(Catholic Herald) Siempre ha estado de moda no gustar de Santo Tomás de Aquino, pero nunca es posible alejarse de él. En su furia edípica, los jóvenes filósofos le arrancan el manto con furia: algunos abandonando la Fe, otros a Dios y otros incluso la razón. Todavía, mucho después de que haya positivistas, marxistas y absurdos de todo tipo, seguirá habiendo tomistas.

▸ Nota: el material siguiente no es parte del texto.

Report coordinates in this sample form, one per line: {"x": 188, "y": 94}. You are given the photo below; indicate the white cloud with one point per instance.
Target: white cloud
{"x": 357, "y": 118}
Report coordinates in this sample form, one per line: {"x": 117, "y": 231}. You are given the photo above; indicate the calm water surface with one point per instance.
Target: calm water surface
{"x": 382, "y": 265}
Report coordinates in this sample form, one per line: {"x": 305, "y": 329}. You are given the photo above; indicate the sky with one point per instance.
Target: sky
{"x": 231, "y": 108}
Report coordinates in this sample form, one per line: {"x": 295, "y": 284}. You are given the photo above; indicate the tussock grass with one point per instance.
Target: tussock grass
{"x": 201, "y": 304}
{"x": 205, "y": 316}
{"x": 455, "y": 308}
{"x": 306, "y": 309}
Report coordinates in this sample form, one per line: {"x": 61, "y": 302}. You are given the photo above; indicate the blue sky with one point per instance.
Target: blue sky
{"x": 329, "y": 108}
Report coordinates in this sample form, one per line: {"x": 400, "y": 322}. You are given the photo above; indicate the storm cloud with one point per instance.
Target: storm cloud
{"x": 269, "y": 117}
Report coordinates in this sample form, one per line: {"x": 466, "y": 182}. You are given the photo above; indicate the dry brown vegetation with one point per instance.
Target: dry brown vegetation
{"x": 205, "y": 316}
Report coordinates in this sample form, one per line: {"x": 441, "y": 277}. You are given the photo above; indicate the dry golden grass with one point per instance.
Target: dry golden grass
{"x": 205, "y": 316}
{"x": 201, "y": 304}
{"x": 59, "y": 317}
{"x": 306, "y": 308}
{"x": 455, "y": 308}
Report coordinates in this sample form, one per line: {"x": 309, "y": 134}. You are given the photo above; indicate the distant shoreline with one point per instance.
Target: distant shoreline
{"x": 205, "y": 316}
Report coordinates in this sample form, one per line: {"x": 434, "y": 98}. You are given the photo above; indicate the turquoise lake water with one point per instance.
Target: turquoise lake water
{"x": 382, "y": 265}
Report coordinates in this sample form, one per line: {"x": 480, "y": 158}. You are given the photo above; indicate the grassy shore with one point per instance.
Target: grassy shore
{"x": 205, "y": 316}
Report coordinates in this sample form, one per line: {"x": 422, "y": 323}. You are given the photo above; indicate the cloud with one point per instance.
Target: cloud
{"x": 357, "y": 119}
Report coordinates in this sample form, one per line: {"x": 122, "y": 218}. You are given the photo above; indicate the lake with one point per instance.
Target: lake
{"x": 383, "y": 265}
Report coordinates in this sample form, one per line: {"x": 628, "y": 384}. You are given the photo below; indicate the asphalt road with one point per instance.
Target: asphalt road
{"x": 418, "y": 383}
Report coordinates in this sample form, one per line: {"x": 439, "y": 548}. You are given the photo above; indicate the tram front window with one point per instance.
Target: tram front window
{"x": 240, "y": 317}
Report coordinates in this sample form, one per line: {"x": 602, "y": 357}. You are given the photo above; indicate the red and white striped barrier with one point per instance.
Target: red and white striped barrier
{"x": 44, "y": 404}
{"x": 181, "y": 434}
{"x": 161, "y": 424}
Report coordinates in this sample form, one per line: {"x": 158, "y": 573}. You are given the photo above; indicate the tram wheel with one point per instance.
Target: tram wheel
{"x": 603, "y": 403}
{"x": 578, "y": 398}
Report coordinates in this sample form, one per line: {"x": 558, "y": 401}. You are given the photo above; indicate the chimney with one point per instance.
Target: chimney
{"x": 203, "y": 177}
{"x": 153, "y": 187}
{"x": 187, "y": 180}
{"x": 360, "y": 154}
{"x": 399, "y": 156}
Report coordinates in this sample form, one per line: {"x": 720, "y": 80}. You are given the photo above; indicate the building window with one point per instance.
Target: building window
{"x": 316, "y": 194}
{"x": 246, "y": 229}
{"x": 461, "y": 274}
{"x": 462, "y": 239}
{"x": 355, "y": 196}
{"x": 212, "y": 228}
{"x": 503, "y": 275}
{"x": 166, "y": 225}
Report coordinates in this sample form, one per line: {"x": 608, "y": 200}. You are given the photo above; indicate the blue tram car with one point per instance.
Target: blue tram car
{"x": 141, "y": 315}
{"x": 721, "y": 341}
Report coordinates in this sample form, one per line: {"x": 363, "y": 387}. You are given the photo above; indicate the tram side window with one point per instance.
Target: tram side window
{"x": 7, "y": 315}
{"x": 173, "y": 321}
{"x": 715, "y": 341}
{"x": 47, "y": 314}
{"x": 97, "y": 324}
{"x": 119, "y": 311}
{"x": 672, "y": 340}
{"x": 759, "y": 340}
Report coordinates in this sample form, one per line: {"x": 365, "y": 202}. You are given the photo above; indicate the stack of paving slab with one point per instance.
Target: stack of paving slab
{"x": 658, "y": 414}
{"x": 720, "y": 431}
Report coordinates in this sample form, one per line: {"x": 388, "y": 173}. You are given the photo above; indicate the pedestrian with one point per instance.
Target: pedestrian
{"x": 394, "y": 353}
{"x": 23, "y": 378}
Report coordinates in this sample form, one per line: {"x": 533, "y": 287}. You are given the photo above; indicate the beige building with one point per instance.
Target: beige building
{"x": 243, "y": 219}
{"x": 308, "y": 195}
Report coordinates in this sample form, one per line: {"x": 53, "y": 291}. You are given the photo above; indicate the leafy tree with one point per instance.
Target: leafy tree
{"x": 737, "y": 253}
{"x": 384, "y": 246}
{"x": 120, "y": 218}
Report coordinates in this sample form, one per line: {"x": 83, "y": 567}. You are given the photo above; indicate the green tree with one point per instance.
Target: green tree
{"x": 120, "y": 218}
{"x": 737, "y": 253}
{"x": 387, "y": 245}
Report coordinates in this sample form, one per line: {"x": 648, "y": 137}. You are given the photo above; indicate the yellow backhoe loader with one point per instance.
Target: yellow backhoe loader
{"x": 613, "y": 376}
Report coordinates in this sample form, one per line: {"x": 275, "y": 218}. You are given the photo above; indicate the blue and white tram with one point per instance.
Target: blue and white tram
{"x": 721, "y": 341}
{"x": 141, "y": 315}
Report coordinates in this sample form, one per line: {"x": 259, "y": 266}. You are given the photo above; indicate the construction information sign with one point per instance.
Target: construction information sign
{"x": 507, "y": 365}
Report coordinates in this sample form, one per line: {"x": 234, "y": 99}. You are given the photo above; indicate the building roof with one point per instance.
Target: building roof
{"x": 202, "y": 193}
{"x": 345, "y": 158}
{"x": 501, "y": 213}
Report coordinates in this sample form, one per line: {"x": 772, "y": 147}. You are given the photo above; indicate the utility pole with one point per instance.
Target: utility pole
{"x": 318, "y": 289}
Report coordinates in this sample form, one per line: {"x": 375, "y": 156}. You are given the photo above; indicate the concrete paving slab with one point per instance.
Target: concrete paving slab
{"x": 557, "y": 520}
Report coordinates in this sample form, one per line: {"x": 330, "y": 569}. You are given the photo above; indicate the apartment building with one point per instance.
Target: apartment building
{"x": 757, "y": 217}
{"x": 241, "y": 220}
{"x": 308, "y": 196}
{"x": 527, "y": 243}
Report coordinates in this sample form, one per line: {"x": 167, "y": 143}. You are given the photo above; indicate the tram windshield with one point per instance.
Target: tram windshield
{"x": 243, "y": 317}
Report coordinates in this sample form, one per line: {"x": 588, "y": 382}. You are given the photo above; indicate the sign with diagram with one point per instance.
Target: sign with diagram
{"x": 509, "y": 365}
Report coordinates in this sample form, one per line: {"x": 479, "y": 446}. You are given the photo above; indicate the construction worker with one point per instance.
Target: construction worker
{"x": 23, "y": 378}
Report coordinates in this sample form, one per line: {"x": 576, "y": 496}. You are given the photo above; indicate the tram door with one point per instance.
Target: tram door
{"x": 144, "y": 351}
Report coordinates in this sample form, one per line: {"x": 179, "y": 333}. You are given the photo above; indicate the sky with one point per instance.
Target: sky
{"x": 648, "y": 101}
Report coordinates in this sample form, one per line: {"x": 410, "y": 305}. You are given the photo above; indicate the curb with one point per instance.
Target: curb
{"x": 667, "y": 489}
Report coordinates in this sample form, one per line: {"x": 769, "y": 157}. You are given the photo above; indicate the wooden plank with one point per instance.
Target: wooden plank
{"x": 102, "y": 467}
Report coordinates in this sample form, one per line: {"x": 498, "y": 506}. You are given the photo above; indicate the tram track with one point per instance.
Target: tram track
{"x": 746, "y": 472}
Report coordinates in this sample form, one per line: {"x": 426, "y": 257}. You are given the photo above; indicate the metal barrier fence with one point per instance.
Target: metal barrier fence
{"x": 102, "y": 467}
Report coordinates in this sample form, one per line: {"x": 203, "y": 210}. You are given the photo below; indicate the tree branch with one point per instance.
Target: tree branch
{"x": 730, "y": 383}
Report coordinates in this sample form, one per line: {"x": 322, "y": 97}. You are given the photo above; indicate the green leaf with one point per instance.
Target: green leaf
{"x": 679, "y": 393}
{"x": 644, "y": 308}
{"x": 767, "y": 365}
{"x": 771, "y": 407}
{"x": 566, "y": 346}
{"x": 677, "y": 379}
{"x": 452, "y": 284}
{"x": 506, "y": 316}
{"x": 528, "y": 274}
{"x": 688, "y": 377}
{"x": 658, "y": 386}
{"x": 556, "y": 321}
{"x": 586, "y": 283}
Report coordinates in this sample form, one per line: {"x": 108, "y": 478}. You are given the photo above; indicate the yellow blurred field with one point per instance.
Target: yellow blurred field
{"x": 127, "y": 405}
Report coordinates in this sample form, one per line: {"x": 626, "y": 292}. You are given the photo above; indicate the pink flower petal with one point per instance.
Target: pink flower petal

Aun así, podemos olvidar que el gran fraile dominicano fue precisamente eso: un mendicante, un predicador. Aunque no era exactamente el buey tonto que sus compañeros de clase pensaban que era, Thomas era un hombre de fe sencilla que amaba la Verdad por su propio bien, no porque (ni siquiera a pesar de) le trajera alguna fama. En su biografía, GK Chesterton cuenta cómo «se le apareció la Santísima Virgen, reconfortándolo con la buena noticia de que nunca sería un obispo».
El ejemplo más famoso de Tomás humillando su formidable intelecto se produce, de manera bastante apropiada, en el año anterior a su muerte. Estaba celebrando la misa cuando entró en un éxtasis, del que no salió por un tiempo. Esa experiencia marcó el abrupto final de su carrera como escritor. Cuando su secretario Reginald le imploró que continuara trabajando en su Summa Theologiae sin terminar, Thomas se negó gentilmente. «El final de mi trabajo ha llegado», le dijo a su amigo. «Todo lo que he escrito parece ser una brizna de paja después de las cosas que me han sido reveladas».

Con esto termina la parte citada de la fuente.